Mais Vincenette, aussi, c’est Claudio resserrée en un seul acte, et par un jeune homme : de là je ne sais quoi de forcé, un changement de ton, un passage du mode simple à un autre, assez voisin du déclamatoire. Sylvain n’est plus ce garçon de sentimens réservés, de parole discrète ; il est forcené d’amour, il est éloquent. Claudie, je veux dire Vincenette, a beau confesser qu’elle a aimé sans plus de cérémonie que l’oiselet au printemps, et reconnaître qu’elle n’a pas, cette fois, l’ordinaire excuse :

Il n’avait rien promis que j’étais dans ses bras ;


elle n’en parle pas moins, même pour déclarer son amour, le jargon ingénu d’une première communiante :

Ma mère qui n’est plus, le ciel en qui j’espère,
Les anges et les saints et Dieu non créateur
N’ont pas autant que toi de place dans mon cœur ;

et c’est Dieu lui-même qu’elle réclame pour accoucheur :

Sur le bord du chemin, c’est lui, ce Dieu virant
Qui dans ses bras ouverts recevra mon enfant !

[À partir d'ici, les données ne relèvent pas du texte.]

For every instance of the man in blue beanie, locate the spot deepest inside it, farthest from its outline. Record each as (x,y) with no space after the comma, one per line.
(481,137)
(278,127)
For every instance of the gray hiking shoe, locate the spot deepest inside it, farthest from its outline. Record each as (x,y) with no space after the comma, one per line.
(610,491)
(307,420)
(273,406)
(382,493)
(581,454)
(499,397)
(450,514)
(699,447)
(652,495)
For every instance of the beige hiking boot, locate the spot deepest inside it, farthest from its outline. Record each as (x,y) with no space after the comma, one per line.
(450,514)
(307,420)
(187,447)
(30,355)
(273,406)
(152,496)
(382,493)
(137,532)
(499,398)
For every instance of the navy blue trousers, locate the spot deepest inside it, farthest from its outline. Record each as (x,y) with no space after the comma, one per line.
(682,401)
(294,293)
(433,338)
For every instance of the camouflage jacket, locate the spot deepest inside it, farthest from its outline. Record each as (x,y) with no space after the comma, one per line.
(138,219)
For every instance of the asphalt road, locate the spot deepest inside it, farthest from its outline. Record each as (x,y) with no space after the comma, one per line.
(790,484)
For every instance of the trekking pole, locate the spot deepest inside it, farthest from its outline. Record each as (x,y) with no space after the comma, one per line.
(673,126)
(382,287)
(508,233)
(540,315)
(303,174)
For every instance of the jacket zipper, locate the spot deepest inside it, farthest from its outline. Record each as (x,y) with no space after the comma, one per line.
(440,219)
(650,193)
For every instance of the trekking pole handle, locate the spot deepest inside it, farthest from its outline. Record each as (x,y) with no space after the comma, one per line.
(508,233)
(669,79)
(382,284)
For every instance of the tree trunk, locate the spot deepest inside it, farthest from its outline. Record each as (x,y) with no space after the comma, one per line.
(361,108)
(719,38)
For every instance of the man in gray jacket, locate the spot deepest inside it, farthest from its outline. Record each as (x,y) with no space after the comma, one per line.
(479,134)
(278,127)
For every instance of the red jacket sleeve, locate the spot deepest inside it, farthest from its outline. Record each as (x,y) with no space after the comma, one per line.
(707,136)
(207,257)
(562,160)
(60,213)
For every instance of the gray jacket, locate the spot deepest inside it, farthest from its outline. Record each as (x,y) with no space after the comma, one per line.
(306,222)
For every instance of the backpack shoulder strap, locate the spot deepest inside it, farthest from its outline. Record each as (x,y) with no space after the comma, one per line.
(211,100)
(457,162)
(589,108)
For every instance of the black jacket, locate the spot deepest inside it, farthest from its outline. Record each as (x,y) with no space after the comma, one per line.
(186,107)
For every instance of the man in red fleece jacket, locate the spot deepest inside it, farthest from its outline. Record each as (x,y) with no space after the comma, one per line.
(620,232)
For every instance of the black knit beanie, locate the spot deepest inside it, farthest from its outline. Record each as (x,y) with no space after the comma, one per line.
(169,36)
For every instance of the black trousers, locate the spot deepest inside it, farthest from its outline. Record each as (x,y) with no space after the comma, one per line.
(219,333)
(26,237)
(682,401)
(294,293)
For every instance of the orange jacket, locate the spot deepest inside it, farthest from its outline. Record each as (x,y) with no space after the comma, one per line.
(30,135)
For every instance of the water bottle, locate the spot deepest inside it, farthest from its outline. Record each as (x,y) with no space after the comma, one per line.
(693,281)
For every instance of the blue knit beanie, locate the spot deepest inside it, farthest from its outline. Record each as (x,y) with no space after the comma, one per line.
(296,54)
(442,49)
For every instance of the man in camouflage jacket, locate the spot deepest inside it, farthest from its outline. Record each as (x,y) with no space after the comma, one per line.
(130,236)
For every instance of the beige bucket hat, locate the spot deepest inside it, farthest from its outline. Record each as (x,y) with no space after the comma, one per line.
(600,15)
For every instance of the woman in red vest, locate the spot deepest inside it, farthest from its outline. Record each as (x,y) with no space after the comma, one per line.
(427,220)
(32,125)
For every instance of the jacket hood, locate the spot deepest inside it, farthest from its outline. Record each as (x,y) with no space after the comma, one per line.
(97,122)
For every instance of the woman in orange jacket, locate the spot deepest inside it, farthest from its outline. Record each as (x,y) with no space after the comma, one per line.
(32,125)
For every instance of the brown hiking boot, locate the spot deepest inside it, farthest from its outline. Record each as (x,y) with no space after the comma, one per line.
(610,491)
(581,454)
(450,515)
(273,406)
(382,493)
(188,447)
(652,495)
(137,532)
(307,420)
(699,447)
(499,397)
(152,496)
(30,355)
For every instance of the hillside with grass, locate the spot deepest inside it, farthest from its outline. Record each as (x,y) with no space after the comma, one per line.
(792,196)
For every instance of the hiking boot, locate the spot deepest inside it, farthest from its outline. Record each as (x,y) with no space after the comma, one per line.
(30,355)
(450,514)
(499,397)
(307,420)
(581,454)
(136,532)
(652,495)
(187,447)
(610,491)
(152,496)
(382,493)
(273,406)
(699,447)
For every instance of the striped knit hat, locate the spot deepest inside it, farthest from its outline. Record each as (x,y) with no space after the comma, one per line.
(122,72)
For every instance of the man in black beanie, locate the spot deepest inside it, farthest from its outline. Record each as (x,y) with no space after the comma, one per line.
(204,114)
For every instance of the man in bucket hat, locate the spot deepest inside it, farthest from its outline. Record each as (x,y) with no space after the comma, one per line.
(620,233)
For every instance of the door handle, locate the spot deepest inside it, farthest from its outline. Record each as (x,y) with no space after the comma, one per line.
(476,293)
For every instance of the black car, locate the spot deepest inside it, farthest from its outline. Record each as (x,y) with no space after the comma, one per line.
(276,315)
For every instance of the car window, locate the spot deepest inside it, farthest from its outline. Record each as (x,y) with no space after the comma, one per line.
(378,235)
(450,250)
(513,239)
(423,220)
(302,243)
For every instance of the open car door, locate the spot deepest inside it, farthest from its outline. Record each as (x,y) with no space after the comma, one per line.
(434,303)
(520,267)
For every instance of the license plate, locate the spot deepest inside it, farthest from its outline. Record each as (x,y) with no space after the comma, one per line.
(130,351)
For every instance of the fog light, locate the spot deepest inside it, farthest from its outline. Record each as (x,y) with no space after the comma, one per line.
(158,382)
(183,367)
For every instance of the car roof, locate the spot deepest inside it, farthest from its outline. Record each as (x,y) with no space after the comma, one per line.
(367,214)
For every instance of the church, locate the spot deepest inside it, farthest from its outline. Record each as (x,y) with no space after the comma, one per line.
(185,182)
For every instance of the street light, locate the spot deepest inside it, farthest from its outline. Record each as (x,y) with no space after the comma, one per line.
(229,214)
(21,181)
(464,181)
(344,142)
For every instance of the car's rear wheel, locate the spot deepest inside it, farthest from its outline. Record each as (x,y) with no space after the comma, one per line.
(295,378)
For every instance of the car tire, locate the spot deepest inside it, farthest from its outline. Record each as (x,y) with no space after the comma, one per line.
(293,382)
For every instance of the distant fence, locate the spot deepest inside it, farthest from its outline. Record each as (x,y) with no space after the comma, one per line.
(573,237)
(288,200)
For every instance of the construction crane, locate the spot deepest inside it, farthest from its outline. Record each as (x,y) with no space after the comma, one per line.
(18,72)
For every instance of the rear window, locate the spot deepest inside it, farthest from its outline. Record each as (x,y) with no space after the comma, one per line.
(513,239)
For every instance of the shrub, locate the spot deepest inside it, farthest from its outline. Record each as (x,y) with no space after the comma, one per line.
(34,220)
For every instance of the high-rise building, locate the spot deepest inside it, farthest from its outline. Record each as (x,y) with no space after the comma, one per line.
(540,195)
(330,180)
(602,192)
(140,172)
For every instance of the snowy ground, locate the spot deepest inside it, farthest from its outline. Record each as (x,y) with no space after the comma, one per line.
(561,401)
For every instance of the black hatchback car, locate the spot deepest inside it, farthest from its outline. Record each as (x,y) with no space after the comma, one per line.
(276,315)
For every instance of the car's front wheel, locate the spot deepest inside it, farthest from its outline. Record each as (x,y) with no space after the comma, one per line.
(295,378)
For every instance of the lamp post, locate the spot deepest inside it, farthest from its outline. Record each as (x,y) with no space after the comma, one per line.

Aussi bien le père de Vincent, moins modéré que celui de Claudie, a promis de la tuer si jamais ! .. Il faut qu’on arrête son bras pour qu’il manque à sa promesse. Le père de Sylvain, plus dur et plus violent sous le nom de maître Claude que sous le nom de Fauveau, chasse la pauvrette sans crier gare ; il repousse avec indignation une bru dont la dot n’augmenterait pas son domaine ; et, un moment après, quand son fils menace de passer outre, il ne parle de rien moins que de le détruire, ce domaine chéri : qu’on arrache la vigne 1 qu’on rase le verger ! les mûriers, les oliviers à bas ! le feu à la maison ! — Des mots ! des mots ! .. Je les donnerais tous pour un seul, échappé à la mère du héros, une bonne femme qui demeure dans la vraisemblance ; après avoir combattu, elle aussi, le mariage de son fils, comme elle intercède, ayant appris la grossesse de Vincenette, pour que le père y consente, maître Claude lui oppose son premier langage : « Ah ! tantôt, s’écrie-t-elle, je n’étais pas grand’mère. » — Si forcé ou renforcé, d’ailleurs, que soit un caractère, il peut se briser tout à coup, par commandement de l’auteur. Maître Claude, juste après ses imprécations, se radoucit comme par miracle ; à cette prophétie de Vincenette, qui somme Dieu de lui ouvrir les bras, il répond en ouvrant les siens… : est-il pris de la folie des grandeurs ?

Ainsi, M. Pierre Barbier, qui s’est efforcé de donner à ses personnages « un peu de vie et de vérité, » n’a pu leur en donner, malgré ce louable désir, autant que nous en trouvons aux personnages de George Sand. Et pourtant on a fêté sa Vincenette, et ce n’est pas seulement parce qu’elle est jouée à merveille par MM. Got, Albert Lambert et Laugier, par Mmes Pauline Granger et Reichenberg ; non, mais des vers gracieux et pimpans, des couplets fleuris et d’un facile essor sont les agrémens des rôles de Vincenette et de Sylvain ; et ce qui permet de mieux augurer encore de ce jeune poète dramatique, c’est que deux ou trois répliques de maître Claude, pour la probité de la langue et la carrure du rythme, ont rappelé aux amateurs la façon de M. Augier.


Louis GANDERAX.

  1. Voyez la Revue du 15 avril, du 1er et du 15 mai 1870.
  2. Voir notre chronique du 15 février 1885.